Land of Plenty

Wim Wenders

BY Travis Mackenzie HooverPublished Mar 21, 2007

Wim Wenders has paid dearly for his mid-period triumph Wings of Desire — everything after that has seemed like a falling off, lacking the conceptual force of his earlier films and seeming facile and artificial to boot. Thus I was pleasantly surprised by Land of Plenty, which if not the return to glory that the director still needs is still far more grim and purposeful than most of his recent output.

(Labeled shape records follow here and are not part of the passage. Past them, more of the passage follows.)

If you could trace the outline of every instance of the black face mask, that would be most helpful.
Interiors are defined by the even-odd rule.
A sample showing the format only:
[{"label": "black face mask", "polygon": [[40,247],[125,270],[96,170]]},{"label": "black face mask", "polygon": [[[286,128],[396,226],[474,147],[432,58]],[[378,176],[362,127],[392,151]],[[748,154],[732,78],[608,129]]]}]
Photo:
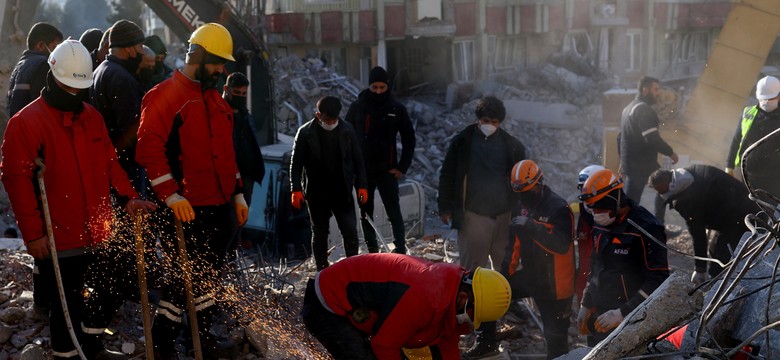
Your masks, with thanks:
[{"label": "black face mask", "polygon": [[152,83],[152,77],[154,76],[154,69],[140,69],[138,70],[138,80],[141,80],[141,84],[149,85]]},{"label": "black face mask", "polygon": [[388,98],[390,98],[389,89],[381,94],[377,94],[373,91],[368,92],[368,100],[371,101],[371,103],[374,105],[384,104]]},{"label": "black face mask", "polygon": [[141,66],[141,61],[144,59],[144,54],[136,53],[135,57],[125,60],[127,62],[127,70],[135,74],[138,71],[138,67]]},{"label": "black face mask", "polygon": [[46,87],[41,92],[43,100],[55,109],[75,113],[80,113],[84,109],[86,94],[87,89],[80,90],[75,95],[65,91],[54,81],[51,71],[46,75]]},{"label": "black face mask", "polygon": [[230,95],[226,98],[230,107],[236,110],[246,110],[246,96]]},{"label": "black face mask", "polygon": [[200,81],[200,88],[203,91],[216,88],[221,77],[222,73],[216,71],[209,74],[208,70],[206,70],[206,66],[203,64],[201,64],[200,68],[195,72],[195,79]]}]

Set in Los Angeles, it takes two opposing sensibilities and pits them against each other: shell-shocked ’Nam vet Paul (John Diehl), who has done obsessive impromptu "homeland security” surveillance ever since 9/11, and his niece Lana (Michelle Williams), a missionary just returned from the West Bank who’s working in a soup kitchen. When the pair witnesses the drive-by shooting of a homeless Arab man they both want to know more — Paul suspects a terrorist cell, while Lana simply wants to return the body to whatever family he has left. To be sure, the deck is stacked towards touchy-feely liberal Lana, and however much I may agree with her viewpoint there’s no denying that the lopsidedness of the narrative is a little too much. Still, I can’t remember the last film that stayed on the poor side of town longer than this movie. Even as the writing falters, the total commitment to the milieu raises it out of the muck, making it come the closest to recapturing the alienated anomie of Wenders’ early work than anything he’s done since Wings. It’s not perfect but it has its morose qualities. Extras include an informative but rambling commentary with Wenders, a ten-minute "making of” that’s mostly director/star interviews, and eight deleted scenes.